An alphabet chowder of organisations tries to police the tuna take with the Western and Central Pacific Fisheries Commission (WCPFC) setting quotas on the annual take.

Last month a scientific report showed bigeye was heading toward an Atlantic cod-style collapse with stocks just 20 per cent of what they would have been if left unfished.

“If we want a train wreck instead of a sustainable fishery, we should keep going the way we are now,” WCPFC’s outgoing executive director, Glenn Hurry, says.

The Forum Fisheries Agency (FFA), which controls access to Pacific nation’s exclusive economic zones, has been alarmed by the growth in the Chinese fleet and the high level of subsidies Beijing gives its deepwater fishing boats.

China wants to have 2300 vessels in its deep water fleet by the end of next year.

Enter Li Li’s China Tuna which, while flying China’s flag, is undeniably capitalist company registered in a tax haven.

In 2013 profit before tax was RMB 139 million (NZ$27.2 million); Cayman registered they do not pay tax.

China Tuna’s fishing operation, based out of Dalian, operates 24 ultra-low temperature boats, catching mainly bigeye on longlines. Able to snap freeze down to minus 55 degrees Celsius, it targets premium tuna used in high-end sashimi with 80 percent of their revenue from bigeye.

The company boasts of high technology fishing-finding equipment and claims to even be able to pick out the best bigeye schools before fishing them.

China Tuna claims to be the largest Chinese supplier to the Japanese market as well as developing new markets in China.

Tough disclosure rules on the Hong Kong exchange mean China Tuna had to confess in its five-centimetre thick documents to transgressions.

It says catch volumes in the Pacific by vessels flying the Chinese flag exceed the quotes over four years.

“China has not been, and will not, under any sanction system which may be adopted in the future, be subject to any penalties for such historical non-compliance,” the documents say.

Regional fishing organisations (RFMOs) had no mechanisms available to “impose any sanction against China”, they say, noting bigeye limits are set against governments, not companies.

“In the event of any breach of international conventions by a fishing company, the RFMOs would need to first notify [Chinese] authorities of any breach … and such [Chinese] authorities would in turn notify the relevant [Chinese] fishing company.”

It has never happened, China Tuna says, even though they admit to overfishing.
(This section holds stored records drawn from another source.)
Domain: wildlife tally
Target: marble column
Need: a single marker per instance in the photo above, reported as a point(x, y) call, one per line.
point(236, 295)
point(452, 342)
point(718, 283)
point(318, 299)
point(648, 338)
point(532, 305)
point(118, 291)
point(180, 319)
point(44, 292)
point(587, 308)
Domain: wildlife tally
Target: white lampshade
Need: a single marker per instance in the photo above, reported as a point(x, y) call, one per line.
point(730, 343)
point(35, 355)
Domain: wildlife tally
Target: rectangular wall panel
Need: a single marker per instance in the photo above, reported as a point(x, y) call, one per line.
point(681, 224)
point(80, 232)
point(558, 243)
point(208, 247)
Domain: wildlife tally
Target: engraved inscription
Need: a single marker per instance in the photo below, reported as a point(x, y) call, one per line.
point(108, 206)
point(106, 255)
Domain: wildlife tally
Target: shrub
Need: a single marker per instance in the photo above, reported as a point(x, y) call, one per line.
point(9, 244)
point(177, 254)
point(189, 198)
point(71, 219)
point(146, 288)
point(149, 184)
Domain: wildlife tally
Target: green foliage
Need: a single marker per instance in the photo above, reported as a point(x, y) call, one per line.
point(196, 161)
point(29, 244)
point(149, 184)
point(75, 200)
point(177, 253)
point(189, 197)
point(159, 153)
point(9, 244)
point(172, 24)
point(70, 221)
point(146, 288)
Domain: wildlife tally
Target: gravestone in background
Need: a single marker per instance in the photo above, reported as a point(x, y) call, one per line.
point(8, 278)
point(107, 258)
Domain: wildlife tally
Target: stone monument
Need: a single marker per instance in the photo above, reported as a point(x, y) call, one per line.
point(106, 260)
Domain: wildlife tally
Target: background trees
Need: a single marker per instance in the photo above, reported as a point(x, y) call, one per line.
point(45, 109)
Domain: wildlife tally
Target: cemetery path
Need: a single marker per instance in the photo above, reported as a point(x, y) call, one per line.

“Currently, we plan to continue to operate in the Pacific Ocean and Atlantic Ocean in substantially the same manner as we presently operate,” China Tuna says.

The document says that environmental groups have been lobbying for the imposition of new restrictions on tuna fishing.

It says these groups have not yet noticed companies like China Tuna but if the focus of environmental and non-government organisations came on them, it “may impact the public perception of the industry, consumer preferences or the demand for tuna products”.

In a bid to control overfishing, some attempts are being made to block the licensing of any more boats but China Tuna will use the float money to buy out old boats and their licenses and replace them with more sophisticated vessels.

China Tuna’s float is virtually unnoticed in the Hong Kong business press but an industry source drew it to Star-Times attention due to the involvement of Deutsche Bank which has proclaimed environmental, social and governance principals.

The bank’s Hong Kong communications head Michael West said the bank took its commitment to sustainability seriously.